Yesterday I took a drive down nostalgia lane. Literally. I had to attend a wake near my home town. Actually I grew up in three different towns, but they were right next to each other. I took my daughter on a tour of places I lived and places that were memorable to me many moons ago.
The house I grew up in as a young child, until age eight, is by far the one I remember the most and would like to forget just as much. Sitting in front of it, I answered my daughter's questions about living there, while inside my thoughts, memories and feelings were reeling. Before I even looked at my house I looked at the neighbor's. THE neighbor's house. An overgrown tree prevented me from seeing the window that would eventually be the distraction that saved me.

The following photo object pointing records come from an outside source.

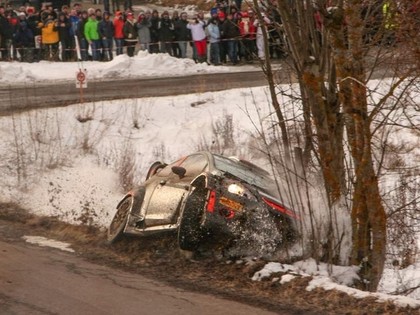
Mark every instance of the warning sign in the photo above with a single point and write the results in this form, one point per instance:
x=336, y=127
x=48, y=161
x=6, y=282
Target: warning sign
x=81, y=79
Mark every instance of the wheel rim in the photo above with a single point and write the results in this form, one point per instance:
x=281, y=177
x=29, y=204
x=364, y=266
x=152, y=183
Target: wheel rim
x=120, y=216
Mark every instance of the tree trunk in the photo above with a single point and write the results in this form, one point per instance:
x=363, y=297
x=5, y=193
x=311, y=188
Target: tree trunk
x=368, y=214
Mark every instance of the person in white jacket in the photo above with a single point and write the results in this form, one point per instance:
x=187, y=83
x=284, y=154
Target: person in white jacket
x=260, y=37
x=199, y=38
x=214, y=39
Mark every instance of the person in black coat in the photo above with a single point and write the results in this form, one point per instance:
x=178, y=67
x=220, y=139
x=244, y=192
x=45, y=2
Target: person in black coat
x=130, y=34
x=106, y=33
x=63, y=28
x=166, y=33
x=154, y=32
x=24, y=40
x=230, y=33
x=182, y=34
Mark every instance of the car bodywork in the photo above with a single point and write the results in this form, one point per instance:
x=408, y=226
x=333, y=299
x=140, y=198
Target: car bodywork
x=197, y=194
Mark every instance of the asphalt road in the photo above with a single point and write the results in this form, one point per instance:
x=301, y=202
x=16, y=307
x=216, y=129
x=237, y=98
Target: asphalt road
x=37, y=280
x=31, y=96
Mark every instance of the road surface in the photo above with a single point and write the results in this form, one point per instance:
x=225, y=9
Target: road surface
x=30, y=96
x=37, y=280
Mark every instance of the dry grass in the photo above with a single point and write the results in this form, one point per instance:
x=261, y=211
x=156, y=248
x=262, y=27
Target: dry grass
x=160, y=258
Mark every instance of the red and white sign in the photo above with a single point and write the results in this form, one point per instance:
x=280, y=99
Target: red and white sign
x=81, y=79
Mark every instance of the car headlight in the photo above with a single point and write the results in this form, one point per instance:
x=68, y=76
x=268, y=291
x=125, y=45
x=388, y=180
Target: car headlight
x=236, y=189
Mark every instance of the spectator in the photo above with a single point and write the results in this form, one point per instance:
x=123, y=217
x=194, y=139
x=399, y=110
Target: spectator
x=50, y=38
x=166, y=33
x=63, y=28
x=248, y=32
x=182, y=34
x=130, y=34
x=14, y=25
x=230, y=33
x=106, y=34
x=223, y=43
x=260, y=38
x=154, y=32
x=214, y=39
x=143, y=31
x=119, y=33
x=92, y=36
x=33, y=20
x=74, y=20
x=24, y=39
x=6, y=34
x=175, y=47
x=199, y=37
x=106, y=6
x=83, y=44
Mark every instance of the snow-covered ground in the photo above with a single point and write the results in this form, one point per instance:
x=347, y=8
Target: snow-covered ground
x=67, y=161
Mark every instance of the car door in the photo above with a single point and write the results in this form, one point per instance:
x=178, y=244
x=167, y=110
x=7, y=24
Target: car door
x=165, y=202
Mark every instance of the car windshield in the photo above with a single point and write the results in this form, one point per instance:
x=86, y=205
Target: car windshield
x=246, y=172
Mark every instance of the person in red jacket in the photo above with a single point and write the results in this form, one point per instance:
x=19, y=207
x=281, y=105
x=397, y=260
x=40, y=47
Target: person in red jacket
x=119, y=33
x=248, y=31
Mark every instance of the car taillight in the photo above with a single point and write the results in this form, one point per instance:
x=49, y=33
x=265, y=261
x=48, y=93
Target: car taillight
x=227, y=213
x=211, y=201
x=280, y=208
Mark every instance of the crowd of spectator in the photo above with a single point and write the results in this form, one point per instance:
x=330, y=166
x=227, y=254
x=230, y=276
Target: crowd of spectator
x=70, y=33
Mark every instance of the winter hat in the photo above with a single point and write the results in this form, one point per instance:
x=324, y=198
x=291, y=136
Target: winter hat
x=213, y=11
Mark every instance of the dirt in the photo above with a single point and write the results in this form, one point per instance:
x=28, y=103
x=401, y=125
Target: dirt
x=209, y=272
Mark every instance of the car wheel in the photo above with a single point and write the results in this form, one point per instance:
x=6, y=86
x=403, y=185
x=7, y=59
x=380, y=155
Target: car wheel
x=287, y=229
x=116, y=228
x=154, y=168
x=189, y=230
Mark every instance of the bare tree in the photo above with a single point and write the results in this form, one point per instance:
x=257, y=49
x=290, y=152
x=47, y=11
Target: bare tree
x=335, y=47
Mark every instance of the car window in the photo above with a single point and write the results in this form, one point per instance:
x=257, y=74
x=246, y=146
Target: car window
x=167, y=171
x=195, y=164
x=244, y=171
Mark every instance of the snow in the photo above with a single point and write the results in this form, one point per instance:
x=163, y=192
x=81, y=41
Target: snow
x=55, y=165
x=121, y=67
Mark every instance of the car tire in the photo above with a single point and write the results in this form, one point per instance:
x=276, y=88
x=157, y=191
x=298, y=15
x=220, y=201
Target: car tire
x=154, y=168
x=118, y=223
x=189, y=231
x=287, y=229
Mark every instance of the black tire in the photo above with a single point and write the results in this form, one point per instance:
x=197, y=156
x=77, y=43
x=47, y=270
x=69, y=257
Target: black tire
x=154, y=168
x=190, y=232
x=287, y=229
x=116, y=228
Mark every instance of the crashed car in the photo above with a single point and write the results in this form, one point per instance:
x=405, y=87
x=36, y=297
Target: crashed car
x=199, y=195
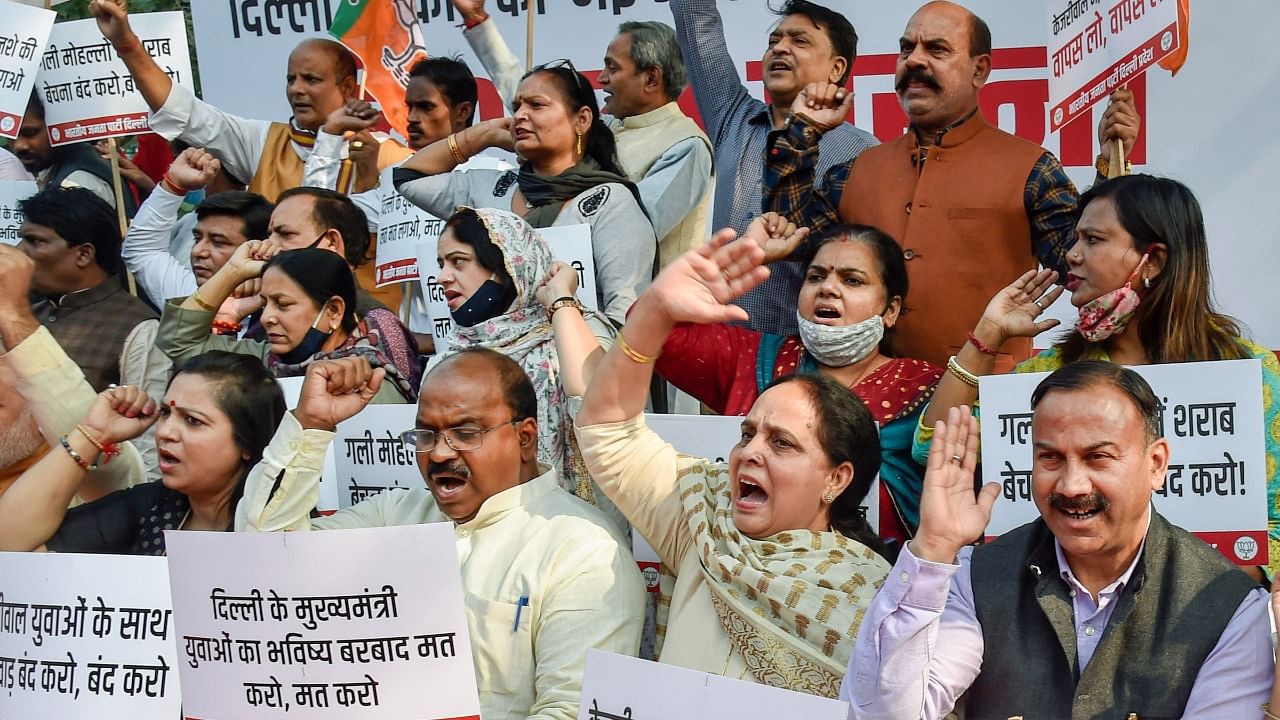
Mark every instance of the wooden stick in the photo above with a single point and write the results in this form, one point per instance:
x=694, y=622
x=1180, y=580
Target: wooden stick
x=118, y=187
x=530, y=10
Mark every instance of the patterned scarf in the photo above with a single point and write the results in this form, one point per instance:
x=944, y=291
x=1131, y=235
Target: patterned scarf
x=524, y=333
x=382, y=340
x=790, y=604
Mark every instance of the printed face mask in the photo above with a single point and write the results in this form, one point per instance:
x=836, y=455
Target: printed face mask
x=837, y=346
x=1109, y=313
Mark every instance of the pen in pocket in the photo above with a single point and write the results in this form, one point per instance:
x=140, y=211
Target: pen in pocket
x=521, y=605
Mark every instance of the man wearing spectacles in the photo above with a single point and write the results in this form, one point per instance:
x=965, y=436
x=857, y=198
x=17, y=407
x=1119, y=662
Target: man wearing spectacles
x=522, y=541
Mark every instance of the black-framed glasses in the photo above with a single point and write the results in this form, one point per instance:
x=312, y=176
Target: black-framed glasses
x=566, y=63
x=461, y=440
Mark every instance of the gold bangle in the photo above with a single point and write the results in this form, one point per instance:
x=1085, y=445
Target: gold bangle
x=632, y=354
x=965, y=376
x=201, y=302
x=453, y=149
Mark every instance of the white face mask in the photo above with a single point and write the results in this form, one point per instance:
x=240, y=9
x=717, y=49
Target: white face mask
x=837, y=346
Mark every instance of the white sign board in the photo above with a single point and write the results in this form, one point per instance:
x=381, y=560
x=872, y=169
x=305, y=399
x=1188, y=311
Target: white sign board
x=616, y=687
x=1211, y=414
x=328, y=500
x=87, y=91
x=78, y=642
x=570, y=244
x=379, y=633
x=22, y=44
x=370, y=456
x=1092, y=53
x=10, y=215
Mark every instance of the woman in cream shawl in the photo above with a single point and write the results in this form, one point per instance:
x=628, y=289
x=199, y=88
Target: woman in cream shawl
x=772, y=563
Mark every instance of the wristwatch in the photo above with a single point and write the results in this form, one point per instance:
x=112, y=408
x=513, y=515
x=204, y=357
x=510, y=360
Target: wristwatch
x=567, y=301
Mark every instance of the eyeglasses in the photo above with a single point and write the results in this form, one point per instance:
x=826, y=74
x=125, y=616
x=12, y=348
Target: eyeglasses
x=566, y=63
x=461, y=440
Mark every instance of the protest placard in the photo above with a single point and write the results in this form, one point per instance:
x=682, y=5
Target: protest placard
x=380, y=633
x=617, y=687
x=10, y=215
x=369, y=455
x=77, y=642
x=328, y=501
x=22, y=42
x=1091, y=54
x=87, y=91
x=570, y=244
x=1211, y=413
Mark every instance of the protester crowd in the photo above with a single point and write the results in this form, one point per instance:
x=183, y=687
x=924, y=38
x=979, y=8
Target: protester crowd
x=842, y=296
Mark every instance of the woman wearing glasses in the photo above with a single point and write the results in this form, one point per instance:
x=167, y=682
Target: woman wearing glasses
x=568, y=174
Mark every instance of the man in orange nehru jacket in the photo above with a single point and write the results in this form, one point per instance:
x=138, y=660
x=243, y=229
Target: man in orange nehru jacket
x=972, y=205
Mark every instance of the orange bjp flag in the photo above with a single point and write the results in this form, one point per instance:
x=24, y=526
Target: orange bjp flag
x=1174, y=60
x=387, y=37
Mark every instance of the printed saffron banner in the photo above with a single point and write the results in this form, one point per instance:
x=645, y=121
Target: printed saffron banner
x=1211, y=413
x=22, y=44
x=616, y=687
x=379, y=633
x=78, y=642
x=87, y=91
x=1096, y=46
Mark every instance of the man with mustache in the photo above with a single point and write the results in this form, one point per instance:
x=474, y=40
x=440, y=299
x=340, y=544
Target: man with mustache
x=973, y=206
x=544, y=574
x=1098, y=609
x=223, y=223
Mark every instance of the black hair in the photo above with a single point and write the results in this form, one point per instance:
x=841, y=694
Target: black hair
x=888, y=264
x=1088, y=373
x=334, y=210
x=846, y=433
x=577, y=94
x=452, y=77
x=250, y=208
x=250, y=397
x=323, y=276
x=80, y=218
x=844, y=37
x=517, y=390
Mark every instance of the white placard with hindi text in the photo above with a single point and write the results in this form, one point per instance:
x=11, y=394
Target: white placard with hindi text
x=87, y=91
x=22, y=44
x=370, y=456
x=328, y=501
x=365, y=623
x=1211, y=413
x=78, y=642
x=1096, y=46
x=616, y=687
x=10, y=215
x=570, y=244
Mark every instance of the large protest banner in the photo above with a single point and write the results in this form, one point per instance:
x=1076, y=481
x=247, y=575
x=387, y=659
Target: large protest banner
x=87, y=91
x=369, y=455
x=380, y=633
x=77, y=642
x=22, y=42
x=1091, y=55
x=10, y=215
x=616, y=687
x=571, y=244
x=1211, y=413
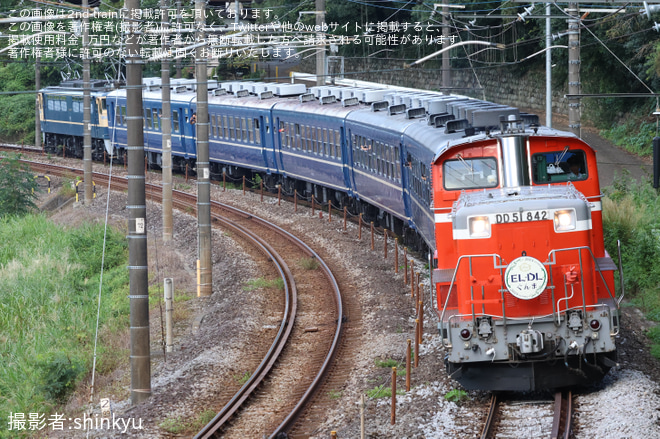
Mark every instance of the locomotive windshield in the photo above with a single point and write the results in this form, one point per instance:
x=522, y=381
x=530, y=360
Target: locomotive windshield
x=470, y=173
x=559, y=166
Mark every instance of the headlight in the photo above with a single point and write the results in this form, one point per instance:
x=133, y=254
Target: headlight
x=564, y=220
x=479, y=227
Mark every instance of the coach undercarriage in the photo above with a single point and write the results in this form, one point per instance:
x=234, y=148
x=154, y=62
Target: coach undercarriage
x=570, y=348
x=72, y=146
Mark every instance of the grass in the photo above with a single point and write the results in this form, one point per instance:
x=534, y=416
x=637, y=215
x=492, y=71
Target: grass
x=49, y=282
x=181, y=425
x=390, y=363
x=256, y=284
x=309, y=263
x=456, y=395
x=633, y=135
x=631, y=214
x=382, y=392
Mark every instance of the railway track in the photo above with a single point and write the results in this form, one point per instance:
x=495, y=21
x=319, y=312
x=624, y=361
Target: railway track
x=529, y=418
x=297, y=362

I remembered the yard so much bigger than it was, the distance to my house seeming an eternity. I thought back to how I wondered why someone would let me go there unsupervised at such a young age, just turned five. Why the police would take me to a neighbors house up the street to speak to me when it was over. Why so far away? I now realize my going there was undetected because their back door was truly only twenty feet from my house. And taking me to the neighbors porch for questioning was simply to get me as far from that house as possible while they took him into custody. I still have no idea why it took them so long to find me.
I found it difficult to find happy memories from that street. In the few minutes I was there, I racked my brain for a time when I smiled, laughed, felt loved. I came up empty. A word that completely describes my childhood there. A time in my life that I was too young to control my surroundings. A time when I was unable to create my own reality, to rebel, to run away mentally.
I left that house in third grade. I was eight. I had a snow fort in the yard that winter. It was still standing as we prepared to leave for the final time. I hugged it. My snow fort. The only hug I truly gave all year. The only attachment to the first eight years of my life.